Maker-taker mode uses post-only orders on Polymarket and hedges fills with taker orders on Kalshi.

Execution and Risk Controls (Hot Path)

We do not fire orders just because there is an apparent edge. Execution requires passing multiple gates:

  • Freshness checks: stale books are rejected using per-slot timestamp ages.
  • Edge checks: required edge is min_profit + buffer before firing.
  • Risk caps: total volume, per-event exposure, and outstanding maker size.
  • Hedge timeouts: max hedge latency and max slippage thresholds.
  • Unhedged exposure: any one-leg fill permanently blocks the slot to prevent compounding risk.

Latency is measured end-to-end (parse, detect, send, ack, fill) and exported over the bridge for live monitoring.

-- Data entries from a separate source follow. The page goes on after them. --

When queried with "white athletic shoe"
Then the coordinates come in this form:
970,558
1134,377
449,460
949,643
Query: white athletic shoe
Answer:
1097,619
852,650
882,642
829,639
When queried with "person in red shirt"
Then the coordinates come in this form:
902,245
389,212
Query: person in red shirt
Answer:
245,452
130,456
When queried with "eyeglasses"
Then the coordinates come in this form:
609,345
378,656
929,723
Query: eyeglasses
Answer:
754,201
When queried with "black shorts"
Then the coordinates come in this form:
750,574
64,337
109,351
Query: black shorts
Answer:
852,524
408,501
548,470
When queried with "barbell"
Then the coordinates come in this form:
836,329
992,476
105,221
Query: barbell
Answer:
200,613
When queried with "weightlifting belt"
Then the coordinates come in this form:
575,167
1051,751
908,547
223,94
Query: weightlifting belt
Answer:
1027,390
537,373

Debugging Notes (Things That Broke)

Some of the most painful bugs were low-level:

  • Keccak-256 vs SHA3-256: using the wrong hash broke EIP-712 signatures.
  • Token ID handling: token IDs are decimal uint256 values, not hashes.
  • Maker/taker amount math: subtle unit conversions caused incorrect sizing.
  • EIP-55 checksum rules: mixed-case address logic had to be exact.
  • Nonce and expiration handling: bad defaults caused rejected orders.

These fixes are now baked into the CLOB client and are required for reliable execution.

Bridge and UI

Janus runs a Node.js bridge that:

  • Spawns the C++ core process.
  • Tails JSONL logs (opportunities, execution, prices).
  • Broadcasts health and telemetry over WebSocket.

The React UI uses Auth0 for user authentication and provides a live dashboard with charts and control toggles.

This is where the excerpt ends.